Sunday, March 3, 2019

Sunday, March 3, 2019

Tonight's picture was taken in March of 2006. As you can see, Mattie and Peter were on the floor designing all sorts of things with Legos and train tracks. With Mattie, the possibilities were endless when it came to building. He could do this for hours, if he had a companion next to him. Peter and I, served as that companion for seven years. 


Quote of the day: Until one has loved an animal, a part of one’s soul remains unawakened. ~ Anatole France


The day started with Peter picking up Indie from boarding. Indie was thrilled to see Peter and the beauty of her, is she bounces back to being home immediately! 

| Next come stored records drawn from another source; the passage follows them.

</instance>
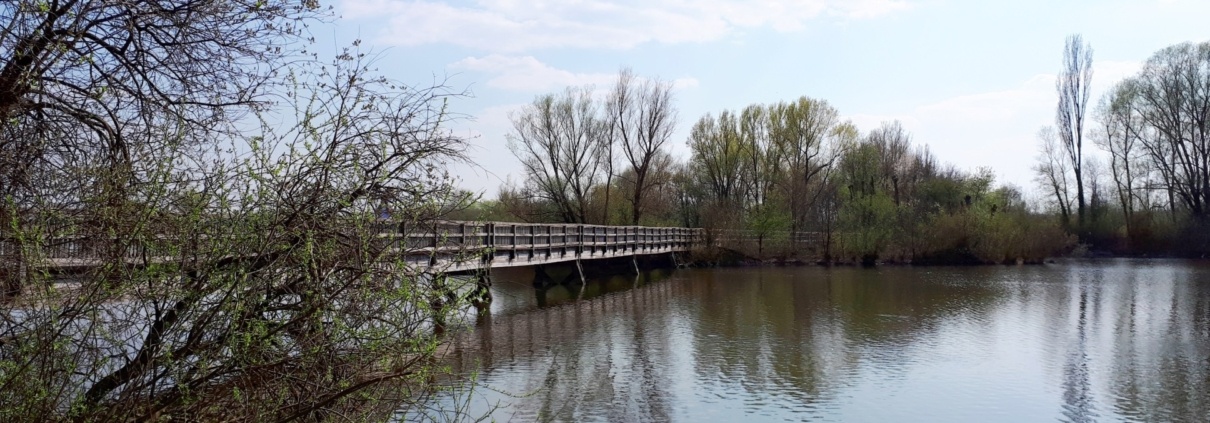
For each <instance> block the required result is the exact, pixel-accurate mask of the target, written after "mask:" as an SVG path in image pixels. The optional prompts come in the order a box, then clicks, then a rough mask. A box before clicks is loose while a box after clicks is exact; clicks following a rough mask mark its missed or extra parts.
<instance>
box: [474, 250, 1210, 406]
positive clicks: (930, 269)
mask: <svg viewBox="0 0 1210 423" xmlns="http://www.w3.org/2000/svg"><path fill="white" fill-rule="evenodd" d="M525 278H526V276H525V274H512V276H509V274H505V276H497V283H496V286H495V291H496V299H497V302H496V305H494V313H492V315H491V317H490V318H488V319H485V320H484V321H482V323H480V325H479V326H478V328H477V329H476V331H474V332H473V334H469V335H468V336H465V337H462V338H460V340H459V341H457V342H456V346H455V349H454V364H455V367H456V369H460V370H463V371H471V370H478V371H480V372H482V373H480V381H482V383H483V384H485V386H486V387H490V388H492V389H499V390H501V392H494V390H484V389H480V390H478V392H477V393H476V396H474V400H473V401H472V404H471V405H472V412H474V411H480V412H486V411H488V410H489V406H488V405H495V404H499V405H500V406H501V407H500V408H499V410H495V412H494V413H492V416H494V417H495V418H496V419H502V421H507V419H515V421H736V419H748V421H764V419H768V421H783V419H793V421H802V419H809V421H846V422H847V421H900V422H901V421H918V422H938V421H946V422H968V421H983V422H987V421H993V422H995V421H1001V422H1021V421H1056V419H1058V421H1066V422H1093V421H1139V422H1145V421H1146V422H1151V421H1174V422H1198V421H1204V419H1205V418H1206V416H1210V321H1208V320H1210V268H1208V267H1206V266H1204V265H1197V263H1188V262H1180V261H1128V260H1120V261H1096V262H1066V263H1060V265H1051V266H1026V267H978V268H901V267H899V268H876V270H863V268H831V270H829V268H817V267H802V268H741V270H693V271H679V272H676V273H670V274H669V273H661V272H657V273H646V274H641V276H639V277H633V276H626V277H615V278H610V279H604V280H592V282H589V283H588V284H584V285H578V284H572V285H571V286H558V288H554V289H551V290H546V291H540V292H535V291H534V289H532V288H531V285H530V284H529V280H526V279H525ZM476 407H478V408H476Z"/></svg>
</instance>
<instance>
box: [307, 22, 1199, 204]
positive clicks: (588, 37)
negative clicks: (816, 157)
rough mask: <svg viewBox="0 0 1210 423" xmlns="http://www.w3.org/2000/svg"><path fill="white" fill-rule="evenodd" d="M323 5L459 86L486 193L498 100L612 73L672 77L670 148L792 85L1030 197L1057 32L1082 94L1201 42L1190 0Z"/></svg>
mask: <svg viewBox="0 0 1210 423" xmlns="http://www.w3.org/2000/svg"><path fill="white" fill-rule="evenodd" d="M336 12H338V15H340V18H339V19H336V22H335V23H334V24H333V27H332V28H319V29H317V30H316V34H315V35H317V37H318V39H319V40H324V39H325V37H328V39H330V40H333V45H344V44H348V42H350V41H351V40H353V39H361V40H362V41H363V42H362V46H363V48H365V47H369V48H371V50H373V51H375V52H378V53H380V58H379V60H378V63H376V64H378V68H379V69H380V70H381V71H382V73H385V74H386V75H387V76H390V77H393V79H397V80H401V81H404V82H408V83H414V85H425V83H431V82H432V81H433V80H434V77H436V79H443V77H445V76H448V77H449V80H448V83H449V85H451V86H454V87H456V88H468V89H469V91H471V92H472V93H473V97H469V98H461V99H456V100H454V102H453V103H451V109H453V110H454V111H456V112H459V114H465V115H469V116H472V117H473V118H472V120H467V121H461V122H456V123H455V127H454V129H455V131H457V132H459V133H461V134H465V135H467V137H471V138H472V140H471V141H472V144H474V149H473V150H472V151H469V155H471V157H472V158H473V160H474V161H476V162H477V163H478V166H477V167H457V168H456V169H455V172H456V173H457V174H459V176H460V178H461V180H462V182H461V185H462V186H465V187H467V189H472V190H476V191H480V192H486V195H488V196H489V197H494V196H495V192H496V189H497V187H499V186H500V184H501V182H502V181H503V180H506V179H508V178H512V180H514V181H519V180H520V179H523V175H522V174H520V173H519V169H520V167H519V164H518V161H517V160H515V158H514V157H513V156H512V153H511V152H509V151H508V149H507V146H506V140H505V135H506V134H507V133H508V131H509V127H511V124H509V121H508V112H509V111H511V110H514V109H517V108H519V106H522V105H524V104H526V103H529V102H531V100H532V99H534V97H535V95H538V94H542V93H549V92H555V91H559V89H563V87H566V86H581V85H588V83H593V85H597V86H598V87H605V86H607V85H610V83H611V81H612V80H613V79H615V77H616V74H617V71H618V69H621V68H622V66H629V68H632V69H634V71H635V73H636V74H639V75H641V76H646V77H659V79H663V80H669V81H674V82H675V86H676V92H675V95H676V99H678V102H676V105H678V110H679V122H678V131H676V133H675V135H674V138H673V140H672V143H670V144H672V147H673V149H672V150H673V153H674V155H676V156H679V157H687V155H688V150H687V147H686V146H685V137H686V134H687V132H688V128H690V126H692V123H693V122H695V121H697V120H698V118H699V117H701V116H703V115H704V114H708V112H714V114H716V112H719V111H721V110H724V109H732V110H734V109H741V108H743V106H745V105H749V104H753V103H773V102H779V100H790V99H795V98H797V97H800V95H807V97H812V98H818V99H824V100H828V102H829V103H830V104H832V105H834V106H835V108H836V109H837V110H840V112H841V114H842V115H843V116H845V117H846V118H849V120H852V121H853V122H854V123H857V124H858V127H860V128H862V129H863V131H869V129H872V128H875V127H876V126H878V123H880V122H882V121H888V120H899V121H901V122H903V123H904V126H905V127H906V128H908V129H909V131H911V132H912V133H914V141H915V143H917V144H927V145H929V147H930V149H932V150H933V152H934V153H935V155H937V156H938V157H939V158H940V160H941V161H944V162H949V163H953V164H956V166H957V167H958V168H961V169H968V170H973V169H975V168H978V167H991V168H992V169H993V170H995V172H996V174H997V176H998V179H999V181H1001V182H1009V184H1014V185H1018V186H1021V187H1024V189H1025V190H1026V191H1027V192H1032V191H1035V186H1033V182H1032V173H1031V170H1030V167H1031V166H1032V164H1033V162H1035V158H1036V156H1037V144H1038V141H1037V139H1036V133H1037V131H1038V128H1039V127H1042V126H1044V124H1049V123H1050V122H1053V116H1054V106H1055V102H1056V95H1055V93H1054V75H1055V74H1056V73H1058V70H1059V68H1060V59H1061V56H1062V44H1064V39H1065V37H1066V36H1067V35H1070V34H1082V35H1083V36H1084V40H1085V41H1088V42H1090V44H1091V46H1093V50H1094V73H1095V74H1094V81H1093V83H1094V94H1093V95H1094V102H1095V100H1096V99H1097V98H1099V97H1100V92H1102V91H1104V89H1105V88H1107V87H1110V86H1112V85H1113V83H1114V82H1116V81H1118V80H1120V79H1122V77H1125V76H1129V75H1131V74H1134V73H1135V71H1136V70H1137V69H1139V66H1140V64H1141V63H1142V62H1143V60H1146V59H1147V58H1148V57H1150V56H1151V54H1152V53H1153V52H1156V51H1158V50H1160V48H1163V47H1166V46H1169V45H1172V44H1177V42H1185V41H1194V42H1200V41H1206V40H1208V39H1210V30H1208V28H1210V27H1208V24H1206V17H1208V16H1210V1H1206V0H1134V1H1127V0H1101V1H1091V0H1048V1H1036V0H1018V1H981V0H980V1H975V0H962V1H960V0H801V1H778V0H754V1H741V0H646V1H643V0H638V1H593V0H589V1H552V0H535V1H518V0H501V1H438V0H421V1H414V0H338V4H336ZM327 30H330V31H332V34H330V36H328V35H327V34H324V31H327ZM321 42H323V41H321Z"/></svg>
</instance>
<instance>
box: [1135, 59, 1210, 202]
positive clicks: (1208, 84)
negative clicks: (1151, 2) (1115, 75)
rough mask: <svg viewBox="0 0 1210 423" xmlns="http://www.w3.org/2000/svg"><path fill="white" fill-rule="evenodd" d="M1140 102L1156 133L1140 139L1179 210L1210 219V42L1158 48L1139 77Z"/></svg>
mask: <svg viewBox="0 0 1210 423" xmlns="http://www.w3.org/2000/svg"><path fill="white" fill-rule="evenodd" d="M1134 81H1135V82H1134V88H1135V89H1136V92H1135V97H1133V100H1134V103H1133V104H1134V106H1135V108H1136V110H1137V111H1139V114H1140V117H1141V120H1142V121H1143V123H1145V124H1146V126H1147V127H1148V129H1150V131H1153V133H1152V134H1151V135H1150V137H1143V138H1142V139H1141V140H1140V141H1141V145H1142V147H1143V150H1145V151H1146V152H1147V156H1148V157H1150V162H1151V163H1152V166H1154V168H1156V170H1157V172H1158V173H1159V174H1160V179H1162V180H1163V184H1164V187H1165V189H1166V191H1168V196H1169V208H1170V209H1171V210H1172V213H1174V216H1175V213H1176V207H1177V205H1183V207H1185V208H1186V209H1187V210H1188V212H1189V214H1192V216H1193V218H1195V219H1198V220H1206V219H1210V164H1208V163H1210V42H1204V44H1199V45H1193V44H1181V45H1176V46H1171V47H1168V48H1164V50H1162V51H1159V52H1157V53H1156V54H1154V56H1153V57H1152V58H1151V59H1148V60H1147V63H1146V64H1145V65H1143V69H1142V71H1141V73H1140V74H1139V75H1137V76H1136V77H1135V80H1134Z"/></svg>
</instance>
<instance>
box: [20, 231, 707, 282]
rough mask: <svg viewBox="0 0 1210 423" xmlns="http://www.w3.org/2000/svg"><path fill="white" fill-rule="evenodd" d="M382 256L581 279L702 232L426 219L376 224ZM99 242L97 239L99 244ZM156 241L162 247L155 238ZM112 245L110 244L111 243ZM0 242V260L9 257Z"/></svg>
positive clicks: (422, 269) (88, 240) (92, 267)
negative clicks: (526, 268) (5, 257)
mask: <svg viewBox="0 0 1210 423" xmlns="http://www.w3.org/2000/svg"><path fill="white" fill-rule="evenodd" d="M373 230H374V232H376V238H378V239H379V241H380V242H381V244H380V245H381V247H384V248H385V250H384V251H386V257H387V259H388V260H393V261H397V262H399V263H402V265H403V266H407V271H409V272H411V273H446V274H450V273H486V271H490V270H491V268H500V267H518V266H538V270H540V271H541V268H542V266H546V265H554V263H574V265H575V267H576V270H577V272H578V276H580V279H581V280H583V279H584V272H583V266H582V261H584V260H604V259H623V257H629V259H630V261H632V263H633V265H634V267H635V270H638V257H640V256H649V255H662V254H668V255H669V256H670V257H672V260H676V259H675V256H673V255H674V254H678V253H687V251H688V250H691V249H692V248H693V247H695V245H698V244H701V243H702V242H703V239H704V231H703V230H699V228H685V227H645V226H605V225H570V224H569V225H564V224H514V222H473V221H431V222H420V224H416V225H411V226H408V225H401V224H387V222H382V224H379V225H376V227H374V228H373ZM98 244H99V243H97V242H96V239H90V238H86V237H76V238H73V237H59V238H54V239H52V241H50V242H45V243H42V245H40V248H39V250H40V251H39V253H40V254H39V256H40V257H41V259H40V260H38V261H36V262H35V263H33V266H35V267H38V268H41V270H46V271H50V272H54V273H71V272H80V271H86V270H88V268H93V267H97V266H102V265H104V263H105V262H108V261H106V259H103V255H102V254H99V253H98V251H99V250H102V249H103V247H98ZM100 244H103V243H100ZM157 244H165V243H163V242H160V243H157ZM110 247H111V245H110ZM16 248H17V247H16V245H13V244H12V243H6V242H2V241H0V257H5V256H11V255H12V254H16ZM121 255H122V256H123V259H125V260H126V262H127V263H128V265H132V266H138V265H145V263H149V262H169V261H173V260H174V257H172V255H171V254H168V253H165V251H156V248H155V247H146V245H131V247H125V250H123V251H121Z"/></svg>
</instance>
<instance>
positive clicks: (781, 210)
mask: <svg viewBox="0 0 1210 423" xmlns="http://www.w3.org/2000/svg"><path fill="white" fill-rule="evenodd" d="M670 93H672V86H670V85H669V83H667V82H662V81H658V80H644V79H640V77H636V76H634V74H633V73H630V71H629V70H623V71H622V73H621V74H620V76H618V80H617V83H616V85H615V86H613V87H611V88H610V89H606V91H605V94H604V95H595V94H594V89H593V88H592V87H581V88H569V89H566V91H564V92H560V93H554V94H546V95H540V97H538V98H536V99H535V100H534V103H532V104H530V105H528V106H526V108H524V109H522V110H520V111H518V112H515V114H514V115H513V116H512V121H513V124H514V129H513V132H512V133H511V134H509V135H508V140H509V147H511V149H512V151H513V152H514V155H515V156H517V157H518V158H519V160H520V161H522V163H523V164H524V168H525V174H524V179H523V180H522V181H519V184H506V186H503V187H502V189H501V193H500V198H499V199H497V201H495V202H485V203H480V204H479V205H478V207H479V208H478V209H477V210H472V213H471V214H469V215H468V218H472V219H492V220H523V221H536V222H584V224H610V225H618V224H627V225H630V224H639V225H675V226H691V227H704V228H707V230H708V233H709V236H710V237H711V238H714V239H715V241H720V242H721V243H722V244H726V245H727V247H731V248H737V249H743V253H747V254H750V255H755V256H760V257H766V259H795V260H807V261H817V260H818V261H828V262H863V263H872V262H876V261H895V262H938V263H940V262H945V263H956V262H961V263H976V262H1019V261H1030V262H1036V261H1041V260H1043V259H1044V257H1047V256H1051V255H1055V254H1060V253H1062V251H1064V250H1065V249H1067V248H1068V247H1070V245H1071V244H1072V239H1071V238H1070V237H1068V236H1067V234H1066V233H1065V232H1064V230H1062V227H1061V226H1060V225H1059V221H1058V220H1056V219H1053V216H1049V215H1039V214H1035V213H1031V212H1030V207H1029V205H1027V204H1026V203H1025V201H1024V199H1022V196H1021V193H1020V191H1019V190H1018V189H1015V187H1012V186H996V185H995V184H993V178H992V174H991V170H989V169H981V170H979V172H976V173H967V172H962V170H958V169H957V168H955V167H952V166H944V164H940V163H938V161H937V158H935V157H934V156H933V155H932V153H929V152H928V150H927V149H926V147H921V146H915V145H912V143H911V135H910V134H909V133H908V132H906V131H904V128H903V127H901V126H900V124H899V123H898V122H888V123H883V124H882V126H881V127H880V128H877V129H874V131H870V132H869V133H864V134H863V133H862V132H860V131H859V129H858V128H857V127H855V126H854V124H853V123H852V122H849V121H846V120H843V118H841V116H840V112H839V111H837V110H836V109H835V108H832V106H831V105H829V104H828V103H826V102H824V100H819V99H812V98H807V97H802V98H799V99H796V100H794V102H783V103H776V104H754V105H749V106H747V108H744V109H742V110H739V111H731V110H726V111H721V112H720V114H718V115H707V116H703V117H701V118H699V120H698V121H697V122H696V123H695V124H693V126H692V129H691V131H690V135H688V139H687V145H688V147H690V150H691V156H690V157H687V158H678V157H672V156H670V155H669V152H668V143H669V138H670V135H672V132H673V126H674V124H675V116H676V112H675V109H674V108H673V105H672V94H670Z"/></svg>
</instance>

Unlike our former cat, Patches, Indie is easy going and adapts to her environment!
Mid-morning, we decided to start wrapping the Foundation's 10th anniversary gifts that we are giving to our core volunteers next week. Before I left for Atlanta, I ordered all sorts of gold themed wrapping paper. When I opened up a roll today, this is what I found..... torn paper and someone had literally used packing tape to put it back together. Needless to say, this is getting reported and we are going to ask for our money back!

What you saw above was one part of the roll, and what you see here was the other half. Notice that the gold stars are missing on most of the paper. This whole roll of wrapping paper is defective!
Meanwhile, while wrapping, we received a visit from a hawk. Right in the tree outside our window. I will never forget the last time I saw a hawk in that tree. Mattie was a toddler. He and I both observed a hawk swoop down on our balcony and grabbed a sparrow and flew away. Mattie and I were both very upset by this sighting! Somehow seeing this hawk today in the same location, evoked that memory. 
In the afternoon, we picked up Sunny! He was thrilled to bolt out of boarding and escape to the car. We had the window down for him to smell the fresh breezes and then we walked him for an hour. He was one happy camper. 

But overall, it takes Sunny a day or two to recover from boarding. He is a bit anxious tonight and staying close! Like glue!